Leaf watched the red points of light fade into the distance, but held her sword ready, her gaze darting around in an attempt to keep every direction covered. She also realised that she was holding on even tighter to the Reaper and that if he had been human, she would have strangled him long since. But he made no complaint.

Leaf started to ask the Reaper a question, but stopped when no sound came out of her mouth. She gulped and took a few deep breaths before trying again.

“How…how long till we get out of here?” she asked, pleased to hear only a slight tremble in her voice.

“That depends,” said the Reaper, “upon our foes.”

“Right.” Leaf shifted her grip on the sword and looked around again. As before, everything was dark. There was no light, save that of the scythe.

Then she saw something. A tiny, distant star, a pinprick of pure white light. They were heading straight towards it and it was growing larger by the second.

“Is that—”

“It is the other side of the Door,” said the Reaper, though in fact Leaf had been about to ask if it was another enemy. She felt a surge of relief. Somehow, even though she knew the Reaper was not her friend, she feared him less than whatever unknown Nithlings might appear.

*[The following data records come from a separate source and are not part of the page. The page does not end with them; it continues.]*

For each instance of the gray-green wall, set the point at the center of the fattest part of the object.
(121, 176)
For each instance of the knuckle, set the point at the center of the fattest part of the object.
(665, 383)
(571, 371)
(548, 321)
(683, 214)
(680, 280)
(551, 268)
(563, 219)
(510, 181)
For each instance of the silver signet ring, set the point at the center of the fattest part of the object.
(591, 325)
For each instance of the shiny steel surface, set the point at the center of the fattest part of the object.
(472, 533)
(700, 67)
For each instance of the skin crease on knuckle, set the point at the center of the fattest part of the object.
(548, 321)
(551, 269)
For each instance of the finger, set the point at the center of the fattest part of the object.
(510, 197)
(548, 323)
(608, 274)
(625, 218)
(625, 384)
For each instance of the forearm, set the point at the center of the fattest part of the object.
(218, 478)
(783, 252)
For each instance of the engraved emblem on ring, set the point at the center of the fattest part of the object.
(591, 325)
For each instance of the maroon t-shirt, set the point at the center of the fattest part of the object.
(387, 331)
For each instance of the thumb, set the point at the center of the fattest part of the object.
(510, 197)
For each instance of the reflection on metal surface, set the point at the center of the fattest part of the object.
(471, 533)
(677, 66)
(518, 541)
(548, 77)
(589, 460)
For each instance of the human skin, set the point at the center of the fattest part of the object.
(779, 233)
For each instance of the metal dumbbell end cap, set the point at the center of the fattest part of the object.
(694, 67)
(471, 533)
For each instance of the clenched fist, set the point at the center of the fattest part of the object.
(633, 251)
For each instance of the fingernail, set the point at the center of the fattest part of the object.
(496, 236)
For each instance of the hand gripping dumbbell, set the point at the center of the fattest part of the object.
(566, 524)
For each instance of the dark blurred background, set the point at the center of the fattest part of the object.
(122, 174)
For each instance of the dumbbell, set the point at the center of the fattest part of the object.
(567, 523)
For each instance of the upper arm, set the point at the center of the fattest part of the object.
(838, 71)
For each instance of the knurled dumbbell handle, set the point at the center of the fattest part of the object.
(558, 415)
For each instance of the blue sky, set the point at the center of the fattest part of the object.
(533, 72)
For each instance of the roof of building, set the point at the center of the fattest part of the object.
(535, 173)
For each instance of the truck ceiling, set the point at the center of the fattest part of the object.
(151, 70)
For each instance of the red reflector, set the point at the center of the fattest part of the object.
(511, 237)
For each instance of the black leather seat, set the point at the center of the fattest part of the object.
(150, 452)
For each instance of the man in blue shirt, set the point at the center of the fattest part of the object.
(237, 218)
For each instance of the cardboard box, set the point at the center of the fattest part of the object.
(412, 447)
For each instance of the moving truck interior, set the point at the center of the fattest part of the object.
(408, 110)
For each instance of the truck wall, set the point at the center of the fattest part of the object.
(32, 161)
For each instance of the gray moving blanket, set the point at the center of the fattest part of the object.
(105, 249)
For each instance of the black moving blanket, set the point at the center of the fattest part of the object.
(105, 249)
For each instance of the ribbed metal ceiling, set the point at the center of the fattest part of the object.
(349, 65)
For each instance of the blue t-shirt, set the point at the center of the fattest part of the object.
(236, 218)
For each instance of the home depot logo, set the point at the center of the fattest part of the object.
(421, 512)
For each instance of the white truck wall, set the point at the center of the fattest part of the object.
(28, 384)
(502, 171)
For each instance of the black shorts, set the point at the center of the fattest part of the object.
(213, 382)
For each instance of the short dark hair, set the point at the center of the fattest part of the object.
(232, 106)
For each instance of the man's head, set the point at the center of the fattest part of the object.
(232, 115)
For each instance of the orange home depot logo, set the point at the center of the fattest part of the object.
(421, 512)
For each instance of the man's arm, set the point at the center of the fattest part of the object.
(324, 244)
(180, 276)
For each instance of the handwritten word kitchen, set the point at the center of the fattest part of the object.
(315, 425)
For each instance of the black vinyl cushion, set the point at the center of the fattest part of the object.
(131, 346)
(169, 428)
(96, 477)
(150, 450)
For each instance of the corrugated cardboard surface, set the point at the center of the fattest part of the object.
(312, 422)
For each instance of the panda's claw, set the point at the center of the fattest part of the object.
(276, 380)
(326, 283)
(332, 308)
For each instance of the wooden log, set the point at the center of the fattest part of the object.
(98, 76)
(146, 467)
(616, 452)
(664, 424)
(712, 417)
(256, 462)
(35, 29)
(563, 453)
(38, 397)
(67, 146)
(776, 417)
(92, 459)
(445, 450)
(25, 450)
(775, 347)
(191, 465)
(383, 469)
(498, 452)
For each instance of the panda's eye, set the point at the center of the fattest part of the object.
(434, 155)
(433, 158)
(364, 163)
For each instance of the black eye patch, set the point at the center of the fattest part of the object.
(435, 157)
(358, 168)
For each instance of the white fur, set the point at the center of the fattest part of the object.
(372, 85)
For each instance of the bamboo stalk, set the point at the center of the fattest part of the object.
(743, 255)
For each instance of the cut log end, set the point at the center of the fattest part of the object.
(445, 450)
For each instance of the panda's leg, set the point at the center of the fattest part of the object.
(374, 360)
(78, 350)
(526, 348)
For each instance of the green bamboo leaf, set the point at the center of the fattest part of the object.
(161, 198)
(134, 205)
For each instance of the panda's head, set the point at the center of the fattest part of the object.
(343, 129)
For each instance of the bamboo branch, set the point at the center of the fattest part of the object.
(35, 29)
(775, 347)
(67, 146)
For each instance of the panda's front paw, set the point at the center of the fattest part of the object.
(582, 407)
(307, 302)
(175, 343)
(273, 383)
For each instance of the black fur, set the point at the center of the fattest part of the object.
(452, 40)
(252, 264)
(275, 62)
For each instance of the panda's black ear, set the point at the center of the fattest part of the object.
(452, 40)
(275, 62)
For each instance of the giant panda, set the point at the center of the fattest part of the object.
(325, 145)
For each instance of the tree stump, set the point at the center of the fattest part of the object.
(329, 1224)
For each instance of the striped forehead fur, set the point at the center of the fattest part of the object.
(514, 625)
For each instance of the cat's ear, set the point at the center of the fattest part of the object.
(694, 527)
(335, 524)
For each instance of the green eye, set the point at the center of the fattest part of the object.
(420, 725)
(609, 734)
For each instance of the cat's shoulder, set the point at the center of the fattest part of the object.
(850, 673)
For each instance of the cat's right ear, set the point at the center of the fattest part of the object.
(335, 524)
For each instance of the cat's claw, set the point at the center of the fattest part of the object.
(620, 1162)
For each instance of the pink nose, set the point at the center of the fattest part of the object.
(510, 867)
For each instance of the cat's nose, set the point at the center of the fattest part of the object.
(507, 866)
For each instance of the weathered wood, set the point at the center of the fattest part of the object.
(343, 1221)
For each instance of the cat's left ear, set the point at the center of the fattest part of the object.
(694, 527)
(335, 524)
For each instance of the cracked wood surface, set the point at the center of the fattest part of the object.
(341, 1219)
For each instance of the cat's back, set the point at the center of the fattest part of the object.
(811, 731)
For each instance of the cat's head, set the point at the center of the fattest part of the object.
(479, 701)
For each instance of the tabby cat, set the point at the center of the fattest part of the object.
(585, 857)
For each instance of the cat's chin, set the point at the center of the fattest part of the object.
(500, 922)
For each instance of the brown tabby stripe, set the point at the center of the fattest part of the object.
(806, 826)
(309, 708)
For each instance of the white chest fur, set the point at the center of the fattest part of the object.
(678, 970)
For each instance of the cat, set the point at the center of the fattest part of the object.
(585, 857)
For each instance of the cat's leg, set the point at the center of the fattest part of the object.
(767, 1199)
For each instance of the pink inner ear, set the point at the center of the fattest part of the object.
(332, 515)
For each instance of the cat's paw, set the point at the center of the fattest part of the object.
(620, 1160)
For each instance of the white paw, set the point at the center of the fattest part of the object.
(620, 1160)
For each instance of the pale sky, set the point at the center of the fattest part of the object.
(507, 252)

The relief was very short-lived, as the Reaper suddenly changed direction. At the same time, Leaf thought she heard the echo of a trumpet or another horn of some kind. Faint and distant, and so low that it might have just been some trick of her ears.

“Where…where are we going?” asked Leaf. Her voice was not as steady as she’d hoped.

“To assist a companion,” said the Reaper. His voice, as always, was entirely devoid of emotion.

Leaf heard the trumpet call again as they flew through the strange atmosphere of the Door. It grew louder as they travelled, indicating that the Reaper was heading directly for whatever was creating the sound. It had to be an alarm call of some kind, though as usual Leaf couldn’t see anything in the darkness. She kept looking though, craning her neck as she tried to cover all possible directions where Nithlings might suddenly appear and attack.

But no Nithlings did attack and after a little while the trumpet fell silent. Leaf wondered how the Reaper knew where to go, for he kept up their speed and made small changes of direction from time to time, so he clearly had a specific destination in mind.

Eventually Leaf saw something ahead: a single Denizen who at first she thought was standing strangely, till the Reaper turned sideways and she reoriented her notion of what was up and what was down. The Denizen was lying – or floating – on his back. He was wearing a swallow-tailed coat that looked turquoise-coloured in the green light, but Leaf knew it was actually blue and that the single epaulette on the shoulder was gold. His right arm trailed down at his side and his fingers barely held the hilt of a sword that had been fastened to his wrist. The braided cord was now loose, with one tassel falling down the blade and the other gone forever.